People wait an awful long time for this, sure, but they often start making plans as soon as they find out that they won. They want to come here, badly. Badly enough to take new pictures and jump through the sumbissions process each year. Within a few days, people are making arrangements, buying plane tickets, giving things away...
Don't discount how much this sucked for those who had their yes turned into a no.
Granted, I talked with someone who was worried that now her brother was going to come to the states. With the results invalidated, she's probably privately thrilled.
Reversing the lottery was unfair to the tiny fraction who were selected. Not reversing it would have been unfair to the huge majority (as TFA says, the bug was that only the first 2 of 30 days worth submissions were considered). So, statistically this was by far the better solution to be *fair* to the most people.
The right solution has nothing to with math and everything to do with keeping our promises.
The right solution would be to honor the results of the first lottery run and then run the lottery again to give everyone else a fair chance. The people who were told they won the lottery didn't do anything wrong - we lied to them.
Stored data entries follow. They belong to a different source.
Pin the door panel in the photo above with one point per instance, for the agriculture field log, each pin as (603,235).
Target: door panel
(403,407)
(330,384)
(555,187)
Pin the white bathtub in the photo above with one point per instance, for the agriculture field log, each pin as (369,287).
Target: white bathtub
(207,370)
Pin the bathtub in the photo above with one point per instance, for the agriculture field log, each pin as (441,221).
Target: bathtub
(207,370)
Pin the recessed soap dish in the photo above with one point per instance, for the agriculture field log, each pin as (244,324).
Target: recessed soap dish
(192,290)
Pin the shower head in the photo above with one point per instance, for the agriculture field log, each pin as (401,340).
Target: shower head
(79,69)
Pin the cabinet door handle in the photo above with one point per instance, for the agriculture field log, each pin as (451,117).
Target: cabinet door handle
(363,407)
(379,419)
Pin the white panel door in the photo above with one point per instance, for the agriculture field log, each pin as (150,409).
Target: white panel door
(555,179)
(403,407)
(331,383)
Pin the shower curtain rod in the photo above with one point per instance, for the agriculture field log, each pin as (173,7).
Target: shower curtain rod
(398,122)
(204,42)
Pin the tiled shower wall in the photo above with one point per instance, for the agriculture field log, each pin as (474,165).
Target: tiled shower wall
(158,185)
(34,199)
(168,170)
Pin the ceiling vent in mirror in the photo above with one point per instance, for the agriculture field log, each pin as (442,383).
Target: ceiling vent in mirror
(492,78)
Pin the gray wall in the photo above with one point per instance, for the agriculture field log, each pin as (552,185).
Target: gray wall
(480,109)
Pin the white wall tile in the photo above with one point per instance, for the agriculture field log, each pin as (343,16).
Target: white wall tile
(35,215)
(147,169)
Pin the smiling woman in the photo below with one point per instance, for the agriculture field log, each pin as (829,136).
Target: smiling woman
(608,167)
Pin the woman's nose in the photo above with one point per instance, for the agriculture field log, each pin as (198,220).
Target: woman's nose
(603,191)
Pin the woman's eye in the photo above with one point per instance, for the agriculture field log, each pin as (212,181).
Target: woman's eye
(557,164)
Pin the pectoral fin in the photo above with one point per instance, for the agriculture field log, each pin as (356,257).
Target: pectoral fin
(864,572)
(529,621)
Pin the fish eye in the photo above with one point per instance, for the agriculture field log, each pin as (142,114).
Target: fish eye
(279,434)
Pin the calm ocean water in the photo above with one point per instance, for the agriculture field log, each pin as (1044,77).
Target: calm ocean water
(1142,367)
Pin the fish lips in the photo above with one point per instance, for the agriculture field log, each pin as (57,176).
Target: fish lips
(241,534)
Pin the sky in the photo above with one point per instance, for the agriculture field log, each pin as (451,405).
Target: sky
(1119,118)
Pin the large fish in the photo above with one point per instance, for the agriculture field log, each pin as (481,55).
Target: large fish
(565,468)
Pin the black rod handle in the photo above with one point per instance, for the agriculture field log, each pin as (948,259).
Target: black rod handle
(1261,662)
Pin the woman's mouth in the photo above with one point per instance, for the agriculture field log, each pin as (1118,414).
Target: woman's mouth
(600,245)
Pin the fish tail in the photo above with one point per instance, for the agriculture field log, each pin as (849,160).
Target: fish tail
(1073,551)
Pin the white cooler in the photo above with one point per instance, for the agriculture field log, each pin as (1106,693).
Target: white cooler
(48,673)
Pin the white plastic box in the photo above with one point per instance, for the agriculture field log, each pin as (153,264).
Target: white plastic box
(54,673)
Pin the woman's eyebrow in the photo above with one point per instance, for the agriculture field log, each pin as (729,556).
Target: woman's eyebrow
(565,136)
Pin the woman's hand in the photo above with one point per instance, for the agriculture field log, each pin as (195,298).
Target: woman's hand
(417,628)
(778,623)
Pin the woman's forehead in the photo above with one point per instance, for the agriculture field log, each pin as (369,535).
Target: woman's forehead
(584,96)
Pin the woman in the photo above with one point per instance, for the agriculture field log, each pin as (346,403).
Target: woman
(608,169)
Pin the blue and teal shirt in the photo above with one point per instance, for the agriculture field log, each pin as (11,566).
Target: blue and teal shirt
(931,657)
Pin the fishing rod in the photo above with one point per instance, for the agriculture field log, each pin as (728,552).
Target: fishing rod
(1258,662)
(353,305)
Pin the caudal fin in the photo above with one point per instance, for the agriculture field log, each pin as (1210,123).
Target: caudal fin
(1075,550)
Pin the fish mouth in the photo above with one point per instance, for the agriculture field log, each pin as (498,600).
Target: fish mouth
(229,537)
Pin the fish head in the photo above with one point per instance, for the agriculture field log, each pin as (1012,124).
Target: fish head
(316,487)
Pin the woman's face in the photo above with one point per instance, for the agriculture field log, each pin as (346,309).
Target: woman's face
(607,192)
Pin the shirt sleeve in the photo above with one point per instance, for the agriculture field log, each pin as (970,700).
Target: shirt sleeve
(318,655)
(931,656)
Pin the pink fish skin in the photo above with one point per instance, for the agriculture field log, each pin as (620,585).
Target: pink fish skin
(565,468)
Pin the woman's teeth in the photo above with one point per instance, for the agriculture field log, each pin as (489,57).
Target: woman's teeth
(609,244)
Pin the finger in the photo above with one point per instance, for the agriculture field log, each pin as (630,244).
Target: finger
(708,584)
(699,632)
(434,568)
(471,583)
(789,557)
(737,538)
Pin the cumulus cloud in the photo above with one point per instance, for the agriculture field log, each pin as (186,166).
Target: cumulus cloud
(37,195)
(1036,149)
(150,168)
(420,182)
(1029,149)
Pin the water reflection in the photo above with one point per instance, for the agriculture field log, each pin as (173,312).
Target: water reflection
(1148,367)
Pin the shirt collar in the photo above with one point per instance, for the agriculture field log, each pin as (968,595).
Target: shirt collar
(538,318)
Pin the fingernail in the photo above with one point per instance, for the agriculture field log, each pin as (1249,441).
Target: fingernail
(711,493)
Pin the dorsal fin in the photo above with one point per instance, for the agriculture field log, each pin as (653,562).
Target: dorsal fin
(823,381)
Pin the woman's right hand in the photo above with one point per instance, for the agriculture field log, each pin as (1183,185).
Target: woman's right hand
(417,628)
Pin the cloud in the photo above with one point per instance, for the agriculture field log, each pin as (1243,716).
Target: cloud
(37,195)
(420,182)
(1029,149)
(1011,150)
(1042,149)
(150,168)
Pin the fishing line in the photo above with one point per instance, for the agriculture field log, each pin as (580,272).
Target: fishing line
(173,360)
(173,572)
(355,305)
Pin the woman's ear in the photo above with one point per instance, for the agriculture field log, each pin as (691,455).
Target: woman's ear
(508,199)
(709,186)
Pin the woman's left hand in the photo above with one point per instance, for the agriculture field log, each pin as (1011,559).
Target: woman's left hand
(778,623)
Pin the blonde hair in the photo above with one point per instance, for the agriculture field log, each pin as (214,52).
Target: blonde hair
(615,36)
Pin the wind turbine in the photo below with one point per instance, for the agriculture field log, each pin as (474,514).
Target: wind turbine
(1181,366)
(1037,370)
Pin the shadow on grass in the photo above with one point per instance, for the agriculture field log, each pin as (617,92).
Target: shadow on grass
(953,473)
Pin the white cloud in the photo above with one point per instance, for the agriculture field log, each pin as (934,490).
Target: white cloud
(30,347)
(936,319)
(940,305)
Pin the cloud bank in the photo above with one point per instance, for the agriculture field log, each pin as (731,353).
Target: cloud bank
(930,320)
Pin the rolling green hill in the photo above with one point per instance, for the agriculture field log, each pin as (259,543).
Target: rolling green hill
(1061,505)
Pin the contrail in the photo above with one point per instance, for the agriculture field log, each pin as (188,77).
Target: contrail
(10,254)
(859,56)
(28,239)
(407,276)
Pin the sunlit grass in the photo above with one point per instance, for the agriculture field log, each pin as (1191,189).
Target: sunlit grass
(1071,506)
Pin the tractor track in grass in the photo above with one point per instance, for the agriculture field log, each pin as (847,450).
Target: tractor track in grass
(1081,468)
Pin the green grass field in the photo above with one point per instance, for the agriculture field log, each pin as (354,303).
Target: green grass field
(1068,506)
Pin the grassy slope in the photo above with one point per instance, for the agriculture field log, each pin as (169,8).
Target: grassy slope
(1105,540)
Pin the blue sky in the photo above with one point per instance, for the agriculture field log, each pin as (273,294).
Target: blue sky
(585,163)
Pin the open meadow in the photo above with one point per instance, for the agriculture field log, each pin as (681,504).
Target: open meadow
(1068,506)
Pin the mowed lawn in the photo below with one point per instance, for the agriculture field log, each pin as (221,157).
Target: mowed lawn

We need to honor our word, not pawn off the responsibility by blaming "computer error."
Many of the people who received notification of winning the lottery made irrevocable changes like selling off property, turning down other opportunityes, even going into debt in order to meet the financial requirements to emigrate to the USA. Leaving them to twist in the wind because of mistake we made is disgraceful.
That ought to be the real story here. If there is one thing nerds and geeks are, it is literalists. We sent those people letters that told them they had qualified for the immigration process, if we said it and then we meant it, end of story.
When information is power, privacy is freedom.